# Forum Home Renovation Lighting  Workshop LED Lighting Recommendations

## jarod

Hi, I have a 5m x 6m dual car garage that I want to convert as a woodworking space. I have dual-GPO on the ceiling that is being used by the garage opener so I got one spare to use for lighting. 
1. Can anyone kindly recommend a good lighting setup? I'm thinking of those linkable LED batten lights that can just be plugged on a normal socket.
2. How much light do you think would I need?
3. Any other factors do I need to consider? 
*I would highly prefer something that can done DIY (can be plugged directly to a GPO) to lower the installation cost and maintenance just in case I need to add more in a whim. 
Thanks everyone!

----------


## Marc

I just installed two LED 1.2m tube lights in a small store room and they kick butt. There is no comparison with anything, not fluoro not 4x100 watt lamps. 
For that size workshop, two double 1.2m will be plenty I think

----------


## r3nov8or

I'm interested in this too. What brand of LED strip/tube lights are being used/recommended? My electrician has recommended Robus...

----------


## jarod

> I just installed two LED 1.2m tube lights in a small store room and they kick butt. There is no comparison with anything not fluoro not 4x100 watt lamps. 
> For that size workshop, two double 1.2m will be plenty I think

  Thanks Marc. Would you mind sharing the exact brand/specs the you used?
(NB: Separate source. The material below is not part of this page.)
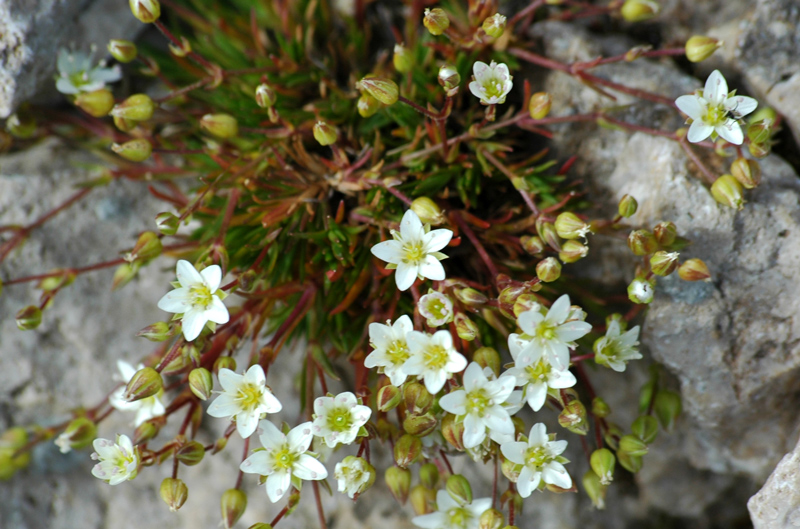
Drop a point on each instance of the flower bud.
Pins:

Thanks! 
lk

----------


## Marc

Supplied and installed by the electrician, sorry.
 Super bright, installed the same in the kitchen. You need sunglasses in here, was the comment of a neighbour ...  :Smilie:  
I bought further 6 double units weatherproof for another location and bought Fubu ... (?) Probably a cousin of Robus and distant relative of "whatisthat", all churned out in the same factory.  Yet to be installed so can not endorse them for now.  :Whatonearth:   https://www.ebay.com.au/itm/2-x-LED-...W/353336235366 
One comment about the one in the kitchen ... first day or two i thought they were a bit over the top bright, sort of wow too much. (very technical)
But they seem to have either burned my eyes so that I don't mind anymore, or they have lost that edge and are now 'normal'. Without a way to measure light, I can not really tell.
In the little shed, they are hard against the ceiling/top floor, and between two joist. That seems to have worked in favour of spreading the light better and they are not 'in you face' like in the kitchen.
As far as brands, probably best to go with electrician recommendation.

----------


## r3nov8or

For our kitchen, replacing a round fluro unit, the new LED unit was from Bunnings and has Grid Connect wifi connection. A bit gimmicky but I was sure glad it had it when it was soooo bright, and Grid allows you to dim the light and change its white level. Over a few days we found 35% brightness is about right. Haven't used the app since  :Smilie:

----------


## Bros

They are all great until you have a fault. I installed a circular LED for my daughter a few years ago and now one of the LED's is flickering. I haven't seen it but she said it is a nuisance.

----------


## Marc

Don't know what you paid for the circular one, but in my case, $89 for two double 1.2m is on the cheap side. Not that I know what a double fluro weatherproof would cost, probably not made anymore.  
Everything is disposable this days, price over quality. Well almost everything. At least some countries have a choice. We seem to be the dumping ground for China Inc with hardly any say in it.

----------


## METRIX

I have a double garage, one side is mostly used for workshop, on the side I use for workshop stuff, it has 2 x single 1200mm LED fluoro type lights, the garage is 7.7m long x 10m wide 2.7m high, the workshop side is 4.7 wide x 7.7m deep.
I find the two single LED are sufficient to work by if not doing critical stuff, but not really enough light when using things like tracksaws where you need to line the track up to marks etc, as there is insufficient light so you get shadows which interfere with critical things.   
I would have preferred to have installed traditional LED downlights rather than the fluoro type lights, as you can achieve more even light easier with downlights. 
Problem is this garage is under the living area which is suspended concrete slab, so putting downlights in is a major undertaking, unless you could surface mount them somehow, I thought not worth the trouble. 
I was looking at updating the lights to either install another two to try fill in the blanks, I think having 4 in this sized garage would do the trick, not sure of the wattage or lumen output, seeing equivalent they are around 16 - 18W with around 2100 lumens.

----------


## Bros

> Don't know what you paid for the circular one,

  A bit over $50

----------


## Bart1080

...Cant remember if it was the first or second one I installed over the work bench (think it was the first but the second is brighter at 4500 lumens as opposed to 3150.  Very bright.
You would probably want 4 for a nice bright work space or 2 over the key areas and still have a resonable amount of light elsewhere in the workshop  https://www.bunnings.com.au/mercator...light_p4370914 https://www.bunnings.com.au/mercator...light_p4371158

----------


## jarod

I haven't still found one that I want until now. However, I was wondering if those high wattage bulbs can suffice for now?  Osram 45W 4050lm Warm White Value High Wattage LED ES Light Globe 
Does anyone had any experience with this?

----------